Package 'RaschSampler'

Title: Rasch Sampler
Description: MCMC based sampling of binary matrices with fixed margins as used in exact Rasch model tests.
Authors: Patrick Mair [cre, aut], Reinhold Hatzinger [aut], Norman D. Verhelst [aut]
Maintainer: Patrick Mair <[email protected]>
License: GPL-2
Version: 0.8-10
Built: 2024-11-01 11:23:16 UTC
Source: CRAN

Help Index


Rasch Sampler Package

Description

The package implements an MCMC algorithm for sampling of binary matrices with fixed margins complying to the Rasch model. Its stationary distribution is uniform. The algorithm also allows for square matrices with fixed diagonal.
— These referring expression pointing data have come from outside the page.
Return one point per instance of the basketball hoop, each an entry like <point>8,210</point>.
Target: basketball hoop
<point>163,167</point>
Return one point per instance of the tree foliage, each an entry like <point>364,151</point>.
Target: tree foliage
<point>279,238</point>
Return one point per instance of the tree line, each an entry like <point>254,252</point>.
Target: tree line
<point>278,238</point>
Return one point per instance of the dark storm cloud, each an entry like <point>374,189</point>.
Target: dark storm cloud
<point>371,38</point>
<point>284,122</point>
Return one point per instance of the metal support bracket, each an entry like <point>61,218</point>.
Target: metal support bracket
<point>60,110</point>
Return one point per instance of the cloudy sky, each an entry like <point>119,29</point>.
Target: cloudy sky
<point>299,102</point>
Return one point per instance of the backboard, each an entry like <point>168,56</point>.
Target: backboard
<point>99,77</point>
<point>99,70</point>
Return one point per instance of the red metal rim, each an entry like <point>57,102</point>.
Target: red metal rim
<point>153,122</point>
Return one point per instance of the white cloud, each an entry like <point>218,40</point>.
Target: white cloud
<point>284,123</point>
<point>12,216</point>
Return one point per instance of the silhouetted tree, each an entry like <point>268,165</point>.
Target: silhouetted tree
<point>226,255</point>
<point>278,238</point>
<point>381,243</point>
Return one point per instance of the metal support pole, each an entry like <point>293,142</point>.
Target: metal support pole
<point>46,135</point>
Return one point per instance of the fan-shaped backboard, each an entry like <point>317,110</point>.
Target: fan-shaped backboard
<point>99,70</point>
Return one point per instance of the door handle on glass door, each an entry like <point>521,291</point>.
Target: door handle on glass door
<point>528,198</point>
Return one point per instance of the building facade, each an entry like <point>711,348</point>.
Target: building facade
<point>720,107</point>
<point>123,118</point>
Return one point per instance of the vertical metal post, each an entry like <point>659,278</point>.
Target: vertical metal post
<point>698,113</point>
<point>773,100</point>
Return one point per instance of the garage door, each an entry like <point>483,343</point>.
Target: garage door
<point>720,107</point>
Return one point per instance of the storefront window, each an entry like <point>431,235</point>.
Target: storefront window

Parameter estimates in the Rasch model only depend on the marginal totals of the data matrix that is used for the estimation. From this it follows that, if the model is valid, all binary matrices with the same marginals as the observed one are equally likely. For any statistic of the data matrix, one can approximate the null distribution, i.e., the distribution if the Rasch model is valid, by taking a random sample from the collection of equally likely data matrices and constructing the observed distribution of the statistic. One can then simply determine the exceedence probability of the statistic in the observed sample, and thus construct a non-parametric test of the Rasch model. The main purpose of this package is the implementation of a methodology to build nonparametric tests for the Rasch model.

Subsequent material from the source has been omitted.